Struggles Along the Journey
The journey will quickly present unforeseen obstacles and challenges for us though. For myself in the gym, I learned that my body isn’t flexible or mobile enough to properly perform certain exercises:
- My wrists and lats aren’t flexible enough for me to even get into the front squat position.
- My rounded shoulders don’t let me put weight directly overhead for the military press and they feel incredibly uncomfortable in the back squat position.
- My ankles and hamstrings both restrict my range of motion while performing a deep squat.
There were also long term body ailments that returned to the forefront of my attention. Some vertebrae in my neck and middle back have always given me trouble. For a while, I had let those problems go unnoticed. Now I’m forced to pay attention to them as I place heavy loads on my body and feel the weaknesses and discomfort first hand.
I wasn’t even prepared for the anxiety that set in each day on my drive to the gym. Apparently going into an unfamiliar place to face my own inadequacies, feel the silent judgment of strangers, and bruise my ego was a journey to the underworld.
Blessings in Disguise
Maybe the fact that there is so much unforeseeable struggle is a blessing in disguise. If we could clearly see the entirety of the hardship awaiting us before we even took our first step, would we still make the choice to step forward? Or would we hesitate and aim our lives elsewhere?

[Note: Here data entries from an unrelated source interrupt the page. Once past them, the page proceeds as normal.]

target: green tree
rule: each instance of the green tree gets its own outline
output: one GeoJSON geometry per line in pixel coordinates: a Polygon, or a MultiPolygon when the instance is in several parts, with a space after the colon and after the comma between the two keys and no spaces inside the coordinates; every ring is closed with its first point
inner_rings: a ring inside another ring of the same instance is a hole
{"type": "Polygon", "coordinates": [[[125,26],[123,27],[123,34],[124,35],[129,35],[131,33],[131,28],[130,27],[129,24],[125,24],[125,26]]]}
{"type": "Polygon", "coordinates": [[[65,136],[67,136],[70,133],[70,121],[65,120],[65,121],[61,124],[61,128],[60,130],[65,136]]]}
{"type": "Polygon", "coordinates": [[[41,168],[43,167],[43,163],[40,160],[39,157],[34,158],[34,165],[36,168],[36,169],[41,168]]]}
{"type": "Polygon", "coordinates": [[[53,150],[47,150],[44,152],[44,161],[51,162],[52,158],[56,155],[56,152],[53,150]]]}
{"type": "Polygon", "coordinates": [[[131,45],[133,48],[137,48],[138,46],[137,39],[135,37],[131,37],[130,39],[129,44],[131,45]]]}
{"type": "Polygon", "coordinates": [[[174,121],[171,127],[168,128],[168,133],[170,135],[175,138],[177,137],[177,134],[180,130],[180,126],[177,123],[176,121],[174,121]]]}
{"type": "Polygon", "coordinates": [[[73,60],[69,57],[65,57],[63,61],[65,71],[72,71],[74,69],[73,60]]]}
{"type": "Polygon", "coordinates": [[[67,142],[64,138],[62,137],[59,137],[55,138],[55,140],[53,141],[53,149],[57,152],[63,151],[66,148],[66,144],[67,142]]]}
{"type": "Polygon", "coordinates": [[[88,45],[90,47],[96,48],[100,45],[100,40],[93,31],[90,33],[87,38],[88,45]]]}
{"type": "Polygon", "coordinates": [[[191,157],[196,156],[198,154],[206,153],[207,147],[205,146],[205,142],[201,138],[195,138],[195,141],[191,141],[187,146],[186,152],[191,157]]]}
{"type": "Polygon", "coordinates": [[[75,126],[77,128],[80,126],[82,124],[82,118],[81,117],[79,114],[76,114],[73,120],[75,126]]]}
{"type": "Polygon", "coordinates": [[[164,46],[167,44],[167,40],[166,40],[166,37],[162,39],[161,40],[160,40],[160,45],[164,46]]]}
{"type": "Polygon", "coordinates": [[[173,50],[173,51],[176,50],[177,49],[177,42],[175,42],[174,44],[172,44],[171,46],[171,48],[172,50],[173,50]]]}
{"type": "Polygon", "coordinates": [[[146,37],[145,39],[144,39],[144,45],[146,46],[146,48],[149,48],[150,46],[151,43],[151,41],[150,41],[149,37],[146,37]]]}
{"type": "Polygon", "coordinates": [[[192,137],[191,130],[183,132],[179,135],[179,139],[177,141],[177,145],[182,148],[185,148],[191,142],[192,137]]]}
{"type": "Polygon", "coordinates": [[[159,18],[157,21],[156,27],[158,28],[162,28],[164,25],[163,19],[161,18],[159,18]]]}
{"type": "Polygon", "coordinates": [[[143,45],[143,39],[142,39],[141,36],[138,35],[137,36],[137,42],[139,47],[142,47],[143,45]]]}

I would even go further to say that every struggle we face is a blessing because of the potential hiding just beyond our triumph over it. The dragon may breathe fire, but it also guards a treasure.
A Worthwhile Goal
My perspective on this journey has grown immensely. Instead of strength being simply about muscle size and output, strength now includes structural integrity, joint health, and functional ability. While I used to see stretching as a chore and avoid it entirely, flexibility and mobility exercises are now a part of my daily routine that I look forward to. My mindset changed when I learned that stretching wasn’t just a chore for after a workout, but instead a valuable tool that I could leverage to reach my goals:
- front squatting and olympic lifting
- a long and enjoyable amateur soccer career
- joint health and independence in old age
A worthwhile goal can completely change our perspective of our day-to-day actions.
“He who has a why to live can bear almost any how.”
-Friedrich Nietzche
Learn to be Braver
Even though my initial fears of going to the gym turned out to be almost entirely psychological, there is immense truth in these words:
“Taking on your fear as a voluntary challenge does not make you less afraid, it makes you braver.”
Jordan Peterson
I’ve been learning this for years at Toastmasters. Every Tuesday we volunteer to speak in front of our fellow club members. It feels like we become less afraid of speaking each and every week. And one day we find ourselves in a completely different environment on a Saturday, called upon to perform an anxiety provoking task. Our old selves would have run for the hills, but we step forward and voluntarily face the challenge because we’ve practiced being that kind of person.
A Different Story About Yourself
“Every action you take is a vote for the type of person you wish to become.”
-James Clear
The first few weeks in the gym were a psychological battle, and now it’s something I look forward to each day I go in. The story I tell myself has begun to shift; I am the kind of person who goes to the gym to improve and maintain his body. And this mindset is spilling over into other areas of my health: the food I eat, my posture at my desk, the time I go to sleep, and yes, even how regularly I floss (thank you Dan John).
More generally and maybe most importantly, I’m training myself to be the kind of person who can follow through on his commitments, have faith in the process, and see long term visions to fulfillment.